Even after the Italians, who bombed intentionally hospitals and attacked unarmed groups of civilians with deadly mustard gas, the Ethiopians kept fighting on through it all.  There are lots of colorful characters, from Ethiopian generals, Americans flying for the very weakly equipped Ethiopian air force, British officials to ordinary Ethiopian citizens.  

This is very good work of popular history.  I strongly endorse it for all those who are interested in the subject matter.  I can see it as must Reading among WW Two history buffs, I suspect even they will learn a lot from this book.

Jeff Pearce has worked as a talk show host, a magazine editor in London's famous "City" district, and a journalism instructor in Myanmar. He is the author of several novels published in the United States and the United Kingdom under pseudonyms and under his own name. He has also written several books on history and current affairs. He lives in Toronto, Canada.

Mel u

Tuesday, September 19, 2017

The Photograph by Penelope Lively (2004)

The Photograph by Penelope Lively begins when a recently widowed man finds  an envelope marked, "DO NOT OPEN-DESTROY".  Of course he opens it, inside he discovers a picture of his late wife, with a group of others, she is holding hands with a man  he does not recognize.  He wonders, as anyone would, if his wife was having an affair.  He begins to think back on his marriage, he undertakes serious detective work trying to uncover the truth, was his wife a serial adulterous?  

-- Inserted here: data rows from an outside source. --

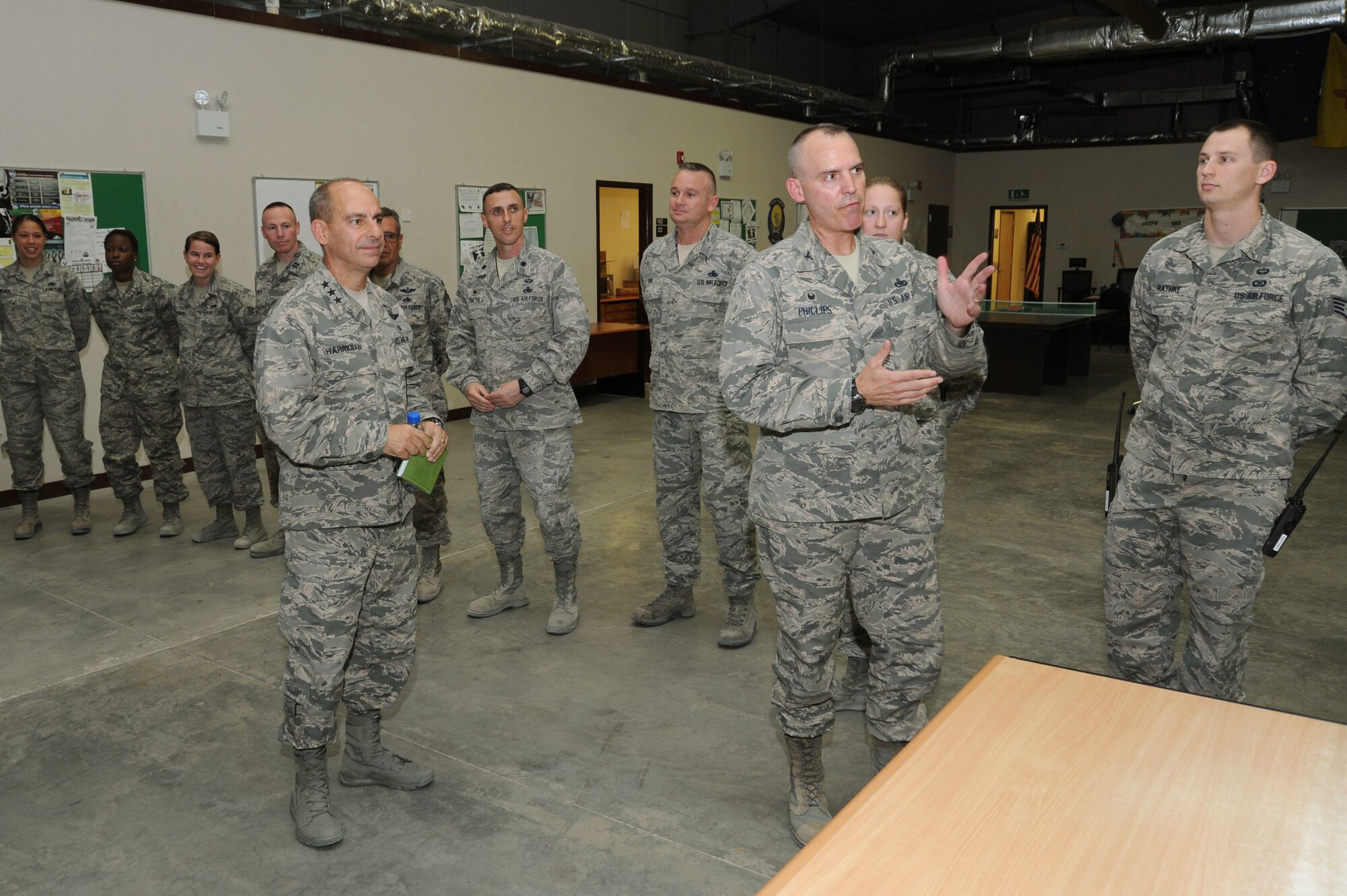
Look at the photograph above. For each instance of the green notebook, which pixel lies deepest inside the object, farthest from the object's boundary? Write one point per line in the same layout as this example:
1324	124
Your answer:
421	473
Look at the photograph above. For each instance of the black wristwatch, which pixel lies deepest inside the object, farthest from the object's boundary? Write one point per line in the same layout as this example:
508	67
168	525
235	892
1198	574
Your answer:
859	403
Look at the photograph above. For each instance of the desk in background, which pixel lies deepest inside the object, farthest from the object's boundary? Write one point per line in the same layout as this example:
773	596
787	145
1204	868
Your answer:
1038	343
1038	781
619	358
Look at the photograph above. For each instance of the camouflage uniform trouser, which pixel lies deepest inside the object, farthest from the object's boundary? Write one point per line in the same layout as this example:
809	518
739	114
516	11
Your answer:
123	425
348	611
269	456
57	397
1167	530
853	641
541	459
705	451
430	516
888	565
224	452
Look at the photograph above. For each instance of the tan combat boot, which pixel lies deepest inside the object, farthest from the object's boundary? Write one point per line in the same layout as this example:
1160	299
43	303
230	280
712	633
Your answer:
309	806
368	762
673	603
508	595
566	613
133	518
81	522
809	806
740	623
29	524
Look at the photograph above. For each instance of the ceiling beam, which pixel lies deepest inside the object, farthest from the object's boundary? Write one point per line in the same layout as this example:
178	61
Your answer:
1144	12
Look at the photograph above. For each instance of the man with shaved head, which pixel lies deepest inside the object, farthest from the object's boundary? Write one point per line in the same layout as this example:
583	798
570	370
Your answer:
336	381
830	339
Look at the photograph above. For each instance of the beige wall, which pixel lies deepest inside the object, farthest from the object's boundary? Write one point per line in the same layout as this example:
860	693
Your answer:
1085	187
623	246
313	106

This was an interesting book.  The characters are educated successful people, presented in real depth. 

I am four posts behind now so I will end this now.  I bought this on sale as a kindle edition for $1.95.  I bought it as I wanted to read one of her novels.  I am glad I read it but i hesitate to endorse the purchase of this novel at the now Price of $9.95 to those who I do not know.  

Dame Penelope Margaret Lively DBE FRSL (born 17 March 1933) is a British writer of fiction for both children and adults. She has won both the Booker Prize (Moon Tiger, 1987) and the Carnegie Medal for British children's books (The Ghost of Thomas Kempe, 1973).